Simply put, the packaging is a nightmare. I hate cardboard sleeves for CDs to begin with, which invariably show shelf-wear over time. There is no reason to force the buyer to touch the disc surface each time it is removed and replaced. Trying to force the disc in and out of a very tight sleeve doesn't help matters. The idea here was to recreate the crucifix-shaped gatefold picture of Hayes that the original LP's jacket unfolded into. It's a good idea in concept, but not practical in execution. Silly as it may sound, I actually couldn't even find one of the discs for a while as I wrestled with unfolding the many panels. Folding the thing back up properly is no picnic either. I've never come across a more complicated CD case and hope to never encounter one again.
I prefer not to focus on such things when the music, of course, is ultimately what's most important. But these problems are so egregious, I felt it was worth really hammering the points home.

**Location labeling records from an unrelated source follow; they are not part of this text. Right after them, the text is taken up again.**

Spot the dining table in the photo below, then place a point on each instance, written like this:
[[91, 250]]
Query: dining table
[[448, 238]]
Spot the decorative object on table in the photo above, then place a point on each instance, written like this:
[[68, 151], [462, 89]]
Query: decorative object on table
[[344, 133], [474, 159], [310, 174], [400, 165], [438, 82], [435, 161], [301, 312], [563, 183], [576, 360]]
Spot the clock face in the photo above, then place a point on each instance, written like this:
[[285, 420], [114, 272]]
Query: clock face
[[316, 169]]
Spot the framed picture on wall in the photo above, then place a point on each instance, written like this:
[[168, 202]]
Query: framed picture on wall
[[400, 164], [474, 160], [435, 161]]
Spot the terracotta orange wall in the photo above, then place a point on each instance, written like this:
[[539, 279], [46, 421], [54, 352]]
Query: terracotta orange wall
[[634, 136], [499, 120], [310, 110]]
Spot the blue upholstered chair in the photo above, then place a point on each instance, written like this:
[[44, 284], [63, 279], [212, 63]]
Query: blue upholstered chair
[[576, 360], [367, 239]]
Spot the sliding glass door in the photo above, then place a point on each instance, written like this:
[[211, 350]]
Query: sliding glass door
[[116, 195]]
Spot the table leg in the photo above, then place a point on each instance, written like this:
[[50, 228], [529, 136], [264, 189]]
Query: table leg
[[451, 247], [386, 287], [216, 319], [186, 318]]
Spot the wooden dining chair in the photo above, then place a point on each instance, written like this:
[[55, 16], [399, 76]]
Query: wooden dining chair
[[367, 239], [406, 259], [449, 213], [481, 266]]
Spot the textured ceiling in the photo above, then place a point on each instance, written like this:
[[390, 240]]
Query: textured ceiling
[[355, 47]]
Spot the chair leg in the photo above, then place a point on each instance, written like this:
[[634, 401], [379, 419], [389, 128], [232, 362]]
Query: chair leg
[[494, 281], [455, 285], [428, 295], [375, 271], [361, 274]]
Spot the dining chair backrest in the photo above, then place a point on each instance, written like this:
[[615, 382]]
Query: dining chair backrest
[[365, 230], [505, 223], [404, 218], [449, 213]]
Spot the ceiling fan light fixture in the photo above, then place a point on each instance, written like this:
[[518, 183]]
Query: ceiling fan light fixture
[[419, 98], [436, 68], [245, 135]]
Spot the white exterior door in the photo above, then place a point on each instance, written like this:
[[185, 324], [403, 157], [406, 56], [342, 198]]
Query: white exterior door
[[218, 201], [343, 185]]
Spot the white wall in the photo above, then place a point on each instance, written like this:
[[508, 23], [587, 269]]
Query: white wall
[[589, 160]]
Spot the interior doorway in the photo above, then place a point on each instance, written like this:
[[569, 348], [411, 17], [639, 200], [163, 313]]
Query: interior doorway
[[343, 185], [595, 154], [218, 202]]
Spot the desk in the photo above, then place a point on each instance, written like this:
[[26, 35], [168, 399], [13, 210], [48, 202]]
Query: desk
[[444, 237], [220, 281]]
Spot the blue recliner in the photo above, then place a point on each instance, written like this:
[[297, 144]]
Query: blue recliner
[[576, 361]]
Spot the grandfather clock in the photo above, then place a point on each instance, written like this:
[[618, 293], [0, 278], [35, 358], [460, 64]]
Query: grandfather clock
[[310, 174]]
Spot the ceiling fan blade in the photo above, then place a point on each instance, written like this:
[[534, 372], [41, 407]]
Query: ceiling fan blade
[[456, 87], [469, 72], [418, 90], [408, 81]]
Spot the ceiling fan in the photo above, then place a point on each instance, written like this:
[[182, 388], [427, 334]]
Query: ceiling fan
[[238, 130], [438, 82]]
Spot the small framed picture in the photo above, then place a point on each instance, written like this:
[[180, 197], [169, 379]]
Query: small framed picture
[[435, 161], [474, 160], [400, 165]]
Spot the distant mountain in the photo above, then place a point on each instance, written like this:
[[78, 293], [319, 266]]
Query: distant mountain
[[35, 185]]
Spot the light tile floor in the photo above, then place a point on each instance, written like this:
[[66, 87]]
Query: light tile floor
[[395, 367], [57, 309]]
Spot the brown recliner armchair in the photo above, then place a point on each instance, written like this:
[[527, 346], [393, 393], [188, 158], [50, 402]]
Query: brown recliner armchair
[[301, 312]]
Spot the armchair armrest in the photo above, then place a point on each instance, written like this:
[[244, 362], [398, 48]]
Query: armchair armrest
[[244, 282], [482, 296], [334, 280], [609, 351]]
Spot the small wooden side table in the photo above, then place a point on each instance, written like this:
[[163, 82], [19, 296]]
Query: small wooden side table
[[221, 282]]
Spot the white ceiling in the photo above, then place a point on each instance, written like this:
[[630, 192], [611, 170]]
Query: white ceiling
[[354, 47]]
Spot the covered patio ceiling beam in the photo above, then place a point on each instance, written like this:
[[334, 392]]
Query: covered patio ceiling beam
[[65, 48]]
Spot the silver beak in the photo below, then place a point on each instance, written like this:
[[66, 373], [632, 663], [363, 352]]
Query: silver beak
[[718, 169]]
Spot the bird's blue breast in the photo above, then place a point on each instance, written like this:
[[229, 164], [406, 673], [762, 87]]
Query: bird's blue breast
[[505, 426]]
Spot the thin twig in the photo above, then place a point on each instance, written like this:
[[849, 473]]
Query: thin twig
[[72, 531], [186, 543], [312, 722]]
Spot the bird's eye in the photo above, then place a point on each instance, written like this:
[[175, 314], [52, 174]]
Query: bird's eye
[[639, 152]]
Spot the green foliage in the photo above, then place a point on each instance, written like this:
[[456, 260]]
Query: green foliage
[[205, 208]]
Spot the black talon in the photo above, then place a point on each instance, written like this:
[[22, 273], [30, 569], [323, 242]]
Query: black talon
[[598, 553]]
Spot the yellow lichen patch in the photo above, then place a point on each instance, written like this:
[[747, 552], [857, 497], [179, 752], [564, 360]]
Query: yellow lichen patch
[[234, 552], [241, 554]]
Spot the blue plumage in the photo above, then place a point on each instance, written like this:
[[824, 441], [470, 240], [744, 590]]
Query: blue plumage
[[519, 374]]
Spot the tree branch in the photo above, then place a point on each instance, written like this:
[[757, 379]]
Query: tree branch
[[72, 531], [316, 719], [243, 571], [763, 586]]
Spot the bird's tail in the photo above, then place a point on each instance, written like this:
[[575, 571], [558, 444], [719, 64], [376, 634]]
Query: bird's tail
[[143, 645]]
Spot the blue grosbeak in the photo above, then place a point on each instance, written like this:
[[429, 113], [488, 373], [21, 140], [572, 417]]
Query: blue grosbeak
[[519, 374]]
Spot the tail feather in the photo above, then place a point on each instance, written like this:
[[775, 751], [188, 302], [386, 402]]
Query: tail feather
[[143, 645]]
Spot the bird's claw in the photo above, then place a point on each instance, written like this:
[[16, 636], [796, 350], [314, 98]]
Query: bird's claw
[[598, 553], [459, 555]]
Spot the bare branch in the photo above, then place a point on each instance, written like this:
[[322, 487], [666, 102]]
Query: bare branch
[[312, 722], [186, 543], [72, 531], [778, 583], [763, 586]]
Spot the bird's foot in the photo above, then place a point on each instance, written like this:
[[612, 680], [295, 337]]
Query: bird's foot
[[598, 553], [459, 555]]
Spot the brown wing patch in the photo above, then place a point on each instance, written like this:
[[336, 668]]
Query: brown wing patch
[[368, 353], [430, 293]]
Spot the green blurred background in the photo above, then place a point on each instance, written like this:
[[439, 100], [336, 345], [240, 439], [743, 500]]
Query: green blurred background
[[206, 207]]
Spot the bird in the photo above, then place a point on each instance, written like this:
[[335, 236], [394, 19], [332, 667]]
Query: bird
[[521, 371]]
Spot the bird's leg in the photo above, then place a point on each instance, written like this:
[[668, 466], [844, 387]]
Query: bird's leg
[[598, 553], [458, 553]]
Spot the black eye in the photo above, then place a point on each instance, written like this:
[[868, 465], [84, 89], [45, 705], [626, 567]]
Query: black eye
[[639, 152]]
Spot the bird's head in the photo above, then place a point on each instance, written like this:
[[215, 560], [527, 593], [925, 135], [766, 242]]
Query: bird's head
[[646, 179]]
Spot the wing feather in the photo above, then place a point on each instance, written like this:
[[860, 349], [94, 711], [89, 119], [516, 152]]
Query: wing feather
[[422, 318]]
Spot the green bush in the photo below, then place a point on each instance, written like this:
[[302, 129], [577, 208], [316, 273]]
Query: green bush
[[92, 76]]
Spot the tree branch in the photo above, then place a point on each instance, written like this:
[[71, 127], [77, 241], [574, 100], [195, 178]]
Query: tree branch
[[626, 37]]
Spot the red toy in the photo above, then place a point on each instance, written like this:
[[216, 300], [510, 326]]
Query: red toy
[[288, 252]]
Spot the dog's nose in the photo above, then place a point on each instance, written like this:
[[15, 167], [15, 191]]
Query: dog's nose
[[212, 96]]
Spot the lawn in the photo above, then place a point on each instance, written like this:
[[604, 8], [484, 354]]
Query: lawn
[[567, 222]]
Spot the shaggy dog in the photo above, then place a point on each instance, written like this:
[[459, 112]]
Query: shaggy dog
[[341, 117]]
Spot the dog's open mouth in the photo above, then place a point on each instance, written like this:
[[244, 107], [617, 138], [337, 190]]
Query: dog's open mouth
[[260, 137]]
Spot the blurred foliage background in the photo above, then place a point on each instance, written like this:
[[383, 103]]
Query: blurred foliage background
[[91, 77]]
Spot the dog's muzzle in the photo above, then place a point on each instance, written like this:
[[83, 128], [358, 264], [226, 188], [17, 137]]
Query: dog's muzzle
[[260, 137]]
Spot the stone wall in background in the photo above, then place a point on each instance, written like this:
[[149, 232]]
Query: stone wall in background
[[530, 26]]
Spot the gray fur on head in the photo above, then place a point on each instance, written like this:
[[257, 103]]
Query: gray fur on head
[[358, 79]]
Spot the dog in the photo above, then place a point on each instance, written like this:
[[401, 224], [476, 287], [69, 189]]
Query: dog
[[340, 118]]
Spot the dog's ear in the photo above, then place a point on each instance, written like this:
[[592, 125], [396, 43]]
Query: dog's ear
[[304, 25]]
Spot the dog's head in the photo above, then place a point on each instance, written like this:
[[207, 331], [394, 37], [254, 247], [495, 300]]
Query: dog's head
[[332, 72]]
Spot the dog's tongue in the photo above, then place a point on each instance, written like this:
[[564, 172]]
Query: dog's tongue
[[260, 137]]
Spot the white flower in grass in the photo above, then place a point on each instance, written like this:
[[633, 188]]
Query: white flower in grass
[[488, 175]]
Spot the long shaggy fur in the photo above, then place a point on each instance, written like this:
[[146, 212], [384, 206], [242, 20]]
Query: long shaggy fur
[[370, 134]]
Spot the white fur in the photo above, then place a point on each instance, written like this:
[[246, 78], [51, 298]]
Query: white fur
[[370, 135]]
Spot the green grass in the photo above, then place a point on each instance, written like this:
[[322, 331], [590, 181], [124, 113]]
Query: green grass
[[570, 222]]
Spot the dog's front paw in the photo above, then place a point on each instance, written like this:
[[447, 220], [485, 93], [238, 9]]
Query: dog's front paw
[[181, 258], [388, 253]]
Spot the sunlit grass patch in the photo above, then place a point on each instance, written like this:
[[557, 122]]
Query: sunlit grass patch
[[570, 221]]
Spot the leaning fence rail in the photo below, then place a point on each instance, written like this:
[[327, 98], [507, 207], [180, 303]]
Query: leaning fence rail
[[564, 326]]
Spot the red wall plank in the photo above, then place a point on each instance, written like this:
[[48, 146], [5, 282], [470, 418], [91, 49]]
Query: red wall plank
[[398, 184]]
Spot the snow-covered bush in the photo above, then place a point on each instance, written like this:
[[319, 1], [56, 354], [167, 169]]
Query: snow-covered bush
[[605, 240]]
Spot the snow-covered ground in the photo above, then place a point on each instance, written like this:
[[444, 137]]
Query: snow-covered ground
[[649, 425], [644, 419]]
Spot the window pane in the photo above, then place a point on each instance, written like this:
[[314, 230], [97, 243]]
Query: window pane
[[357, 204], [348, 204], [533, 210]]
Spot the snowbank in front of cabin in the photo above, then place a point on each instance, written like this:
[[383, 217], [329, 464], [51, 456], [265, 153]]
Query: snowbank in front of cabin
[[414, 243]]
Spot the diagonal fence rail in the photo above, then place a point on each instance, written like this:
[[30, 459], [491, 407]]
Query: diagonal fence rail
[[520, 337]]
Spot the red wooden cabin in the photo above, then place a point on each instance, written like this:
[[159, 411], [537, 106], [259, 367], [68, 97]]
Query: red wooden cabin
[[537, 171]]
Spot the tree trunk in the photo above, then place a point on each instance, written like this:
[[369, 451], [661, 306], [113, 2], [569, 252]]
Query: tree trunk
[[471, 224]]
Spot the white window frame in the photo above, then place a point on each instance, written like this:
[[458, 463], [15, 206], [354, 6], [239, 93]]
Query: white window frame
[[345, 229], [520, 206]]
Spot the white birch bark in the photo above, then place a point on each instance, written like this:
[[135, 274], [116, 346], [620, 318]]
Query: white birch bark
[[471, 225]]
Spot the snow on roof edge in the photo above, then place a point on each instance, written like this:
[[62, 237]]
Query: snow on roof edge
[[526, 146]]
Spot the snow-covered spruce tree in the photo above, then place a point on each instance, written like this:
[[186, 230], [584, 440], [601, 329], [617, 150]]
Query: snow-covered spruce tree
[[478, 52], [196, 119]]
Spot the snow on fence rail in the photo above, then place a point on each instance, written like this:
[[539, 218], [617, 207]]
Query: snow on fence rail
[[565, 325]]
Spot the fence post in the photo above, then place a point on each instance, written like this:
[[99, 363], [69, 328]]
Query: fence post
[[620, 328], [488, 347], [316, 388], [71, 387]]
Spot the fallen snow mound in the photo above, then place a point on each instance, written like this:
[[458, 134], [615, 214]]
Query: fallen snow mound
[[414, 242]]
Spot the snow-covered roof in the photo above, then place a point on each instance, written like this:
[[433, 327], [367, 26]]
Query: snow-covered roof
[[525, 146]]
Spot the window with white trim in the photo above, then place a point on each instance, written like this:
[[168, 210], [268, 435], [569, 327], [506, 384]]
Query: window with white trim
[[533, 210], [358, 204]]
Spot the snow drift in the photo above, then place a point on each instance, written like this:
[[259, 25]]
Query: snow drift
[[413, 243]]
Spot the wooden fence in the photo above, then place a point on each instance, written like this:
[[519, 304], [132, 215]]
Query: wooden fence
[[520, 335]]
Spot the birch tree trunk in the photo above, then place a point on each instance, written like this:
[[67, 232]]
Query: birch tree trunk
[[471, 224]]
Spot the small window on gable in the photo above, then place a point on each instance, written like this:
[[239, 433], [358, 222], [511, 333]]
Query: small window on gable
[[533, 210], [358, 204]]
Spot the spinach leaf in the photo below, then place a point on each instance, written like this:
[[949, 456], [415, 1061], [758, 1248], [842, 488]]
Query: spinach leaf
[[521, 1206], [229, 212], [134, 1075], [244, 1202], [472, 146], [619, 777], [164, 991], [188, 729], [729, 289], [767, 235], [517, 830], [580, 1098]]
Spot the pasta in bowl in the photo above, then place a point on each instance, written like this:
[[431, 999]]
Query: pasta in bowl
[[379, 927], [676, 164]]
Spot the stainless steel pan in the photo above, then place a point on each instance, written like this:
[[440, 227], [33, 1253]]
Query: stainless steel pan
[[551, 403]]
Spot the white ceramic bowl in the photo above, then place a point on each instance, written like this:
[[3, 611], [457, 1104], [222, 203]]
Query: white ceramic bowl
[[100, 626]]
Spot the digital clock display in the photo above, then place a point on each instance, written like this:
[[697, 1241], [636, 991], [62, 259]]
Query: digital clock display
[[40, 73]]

Anyone unfamiliar with this album, be forewarned: it isn't a party record. Black Moses is a slow, plaintive, meditative ninety-plus minutes of music that asks the listener to be patient and listen closely. The overall sound is lush and expansive. Most of the space is dedicated to covers of other songwriter's material. In many cases, the results are brilliant. Most commercially successful is Hayes' reworking of the Jackson 5 hit "Never Can Say Goodbye," written by Clifton Davis. In my opinion, it is the definitive version of the song and Hayes was rewarded with considerable chart success. Burt Bacharach and Hal David's catalog is visited twice, both times yielding tremendous results. "I'll Never Fall In Love Again" features a deeply felt vocal from Hayes. "(They Long To Be) Close To You" is even better, stretching the limits of the song at nearly nine minutes, but anchored by the sincerity of the delivery. Kris Kristofferson's "For the Good Times" is another striking interpretation of what might've been considered unlikely material.
The theme throughout is heartbreak. The expanded – and very informative – liner notes feature some quotes from Hayes, explaining that his marriage was falling apart when he made this album. There is deep regret and longing expressed in this lengthy exploration of failed relationships. It's a strong album from one of soul music's great artists. I only wish Concord had corrected the order of the songs (the liner notes even mention how much care was invested by Hayes in the sequencing).